Call to help doctors with childcare

by Tim Tonkin Doctors battling COVID-19 are being forced to take time off owing to a lack of access to childcare, the BMA has warned.
Location: England
Published: Monday 11 May 2020
care of child

The association is calling on the Government to expand provision for key workers and to support doctors financially who have had to arrange expensive, last-minute childcare so they can go to work.

It has warned that, in addition to being unable to work, doctors are facing financial pressure and stress at a time when the NHS needs every available member of staff in the efforts to tackle the coronavirus outbreak.

BMA representative body chair Helena McKeown said the Government had a responsibility to ensure all doctors able to work could do and had to do more and act swiftly to keep the NHS staffed in face of an unprecedented public health crisis.

She said: ‘Doctors are on the front line of the national response to COVID-19. Many are parents, and it’s only right the Government supports those caring for patients by giving them the financial resources they need to care for their own children.  

‘Inadequate childcare is keeping doctors who are fit and able to go to work at home when the NHS needs them more than ever. Difficulties in finding childcare cover and paying for it is creating additional stress for them and their families at this time of national crisis. 

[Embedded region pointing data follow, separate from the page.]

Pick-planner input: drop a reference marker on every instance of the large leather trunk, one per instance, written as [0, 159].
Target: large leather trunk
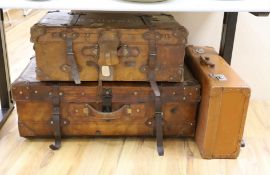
[83, 46]
[224, 104]
[119, 109]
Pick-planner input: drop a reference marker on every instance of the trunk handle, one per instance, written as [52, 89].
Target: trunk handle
[92, 112]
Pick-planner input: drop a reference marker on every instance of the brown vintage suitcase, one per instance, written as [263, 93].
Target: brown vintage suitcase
[118, 109]
[83, 46]
[223, 107]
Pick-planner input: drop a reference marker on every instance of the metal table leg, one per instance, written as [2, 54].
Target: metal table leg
[228, 33]
[5, 96]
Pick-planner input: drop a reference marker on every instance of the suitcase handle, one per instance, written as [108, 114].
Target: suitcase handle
[92, 112]
[206, 61]
[108, 44]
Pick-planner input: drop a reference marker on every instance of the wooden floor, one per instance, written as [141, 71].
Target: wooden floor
[19, 156]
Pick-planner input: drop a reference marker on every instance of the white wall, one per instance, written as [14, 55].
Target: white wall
[251, 55]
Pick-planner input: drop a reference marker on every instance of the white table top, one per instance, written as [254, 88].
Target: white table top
[121, 5]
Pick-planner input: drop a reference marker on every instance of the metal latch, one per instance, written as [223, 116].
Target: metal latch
[219, 77]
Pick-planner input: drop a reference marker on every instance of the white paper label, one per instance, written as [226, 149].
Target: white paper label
[105, 70]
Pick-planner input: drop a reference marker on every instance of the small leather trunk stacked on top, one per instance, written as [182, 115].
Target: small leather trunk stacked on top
[111, 74]
[107, 74]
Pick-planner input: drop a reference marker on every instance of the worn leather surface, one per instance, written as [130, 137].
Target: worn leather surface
[132, 107]
[223, 106]
[122, 31]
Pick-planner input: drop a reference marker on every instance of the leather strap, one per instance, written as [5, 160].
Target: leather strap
[159, 125]
[56, 123]
[72, 62]
[152, 62]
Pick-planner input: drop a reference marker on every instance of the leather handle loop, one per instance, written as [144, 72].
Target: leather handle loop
[93, 113]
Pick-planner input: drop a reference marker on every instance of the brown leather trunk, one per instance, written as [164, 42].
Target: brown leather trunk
[108, 47]
[116, 109]
[223, 107]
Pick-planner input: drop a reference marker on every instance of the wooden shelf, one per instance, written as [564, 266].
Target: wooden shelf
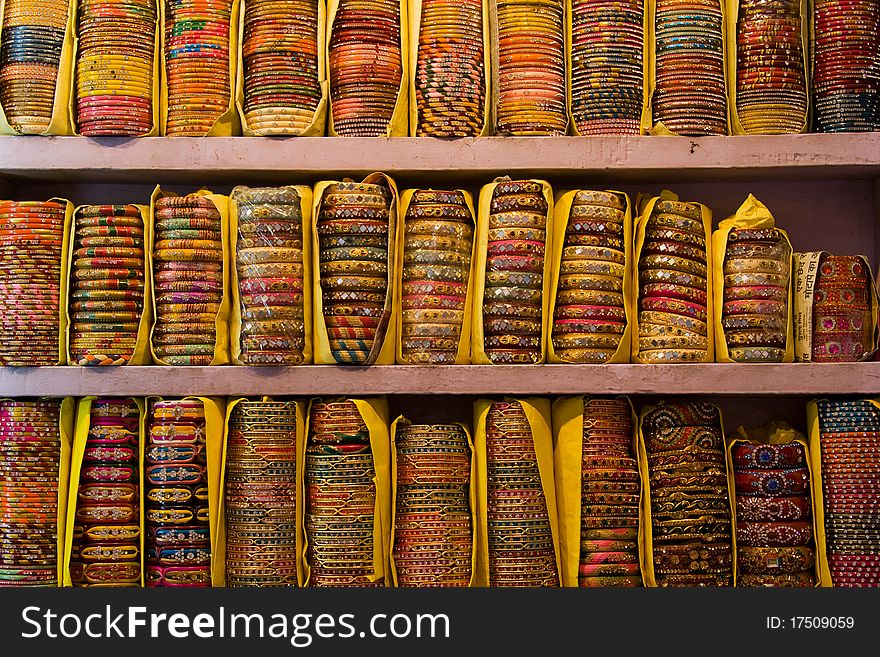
[716, 379]
[216, 160]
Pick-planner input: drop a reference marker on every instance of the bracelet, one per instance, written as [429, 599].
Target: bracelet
[774, 534]
[664, 261]
[762, 455]
[803, 579]
[774, 560]
[772, 482]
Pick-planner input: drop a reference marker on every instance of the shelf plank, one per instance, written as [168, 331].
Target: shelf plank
[729, 379]
[215, 160]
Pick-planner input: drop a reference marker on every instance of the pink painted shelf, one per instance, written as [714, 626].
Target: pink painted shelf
[715, 379]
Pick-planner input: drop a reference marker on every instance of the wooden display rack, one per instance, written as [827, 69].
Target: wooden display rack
[824, 189]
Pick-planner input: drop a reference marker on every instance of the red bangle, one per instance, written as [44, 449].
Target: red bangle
[751, 455]
[773, 534]
[772, 483]
[754, 508]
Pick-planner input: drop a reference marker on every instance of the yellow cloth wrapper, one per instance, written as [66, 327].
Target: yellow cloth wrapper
[398, 126]
[646, 206]
[731, 15]
[805, 270]
[80, 432]
[305, 207]
[221, 322]
[316, 127]
[649, 126]
[384, 345]
[481, 239]
[215, 413]
[773, 433]
[646, 529]
[218, 548]
[751, 214]
[227, 124]
[561, 216]
[464, 341]
[60, 122]
[568, 445]
[374, 411]
[818, 492]
[141, 355]
[472, 500]
[157, 73]
[415, 20]
[539, 415]
[647, 71]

‘We also have concerns that if childcare providers go out of business as a result of the COVID-19 crisis this will have longer-term impacts on our members’ work, family lives and potentially widen gender inequalities in the medical profession.’

Family life

With 57 per cent of nurseries and early years services forced to close owing to the pandemic, doctors from across the UK have been contacting the BMA to highlight the extent to which they are struggling to make alternative arrangements. Even with some easing of lock down restrictions, many will not be able to reopen soon because of the lack of overall parental demand and financial support.

A Kent-based specialty trainee 7’s experience – who preferred to remain anonymous – is all too familiar to many trying to balance work and family life.

‘Our daughter's nursery initially said they would remain open for key workers and then informed us by email at 8.30pm that they would be closing for all from 5.30pm the next day. This led to me and my husband taking time off for childcare, supported by my sister. 

‘It took multiple emails and phone calls to various people at our local authority over a number of days to finally speak to someone helpful that gave us details of local nurseries and childminders that were still open. 

‘We have now managed to find a local childminder but the whole process took two weeks, during which we were still working on calls and swapping shifts to make things work,’ the doctor said.

Among the specific provisions being called for by the BMA are:

  • Provide additional financial and logistical support for nurseries and childcare providers to prevent permanent closures
  • Local authorities – collaborate with local NHS bodies and childcare providers to secure sufficient provision for NHS staff
  • Employers – consistency across local policy arrangements so that carers’ leave is fully paid during the outbreak
  • Reimburse additional childcare costs incurred by doctors and medical students working during the outbreak.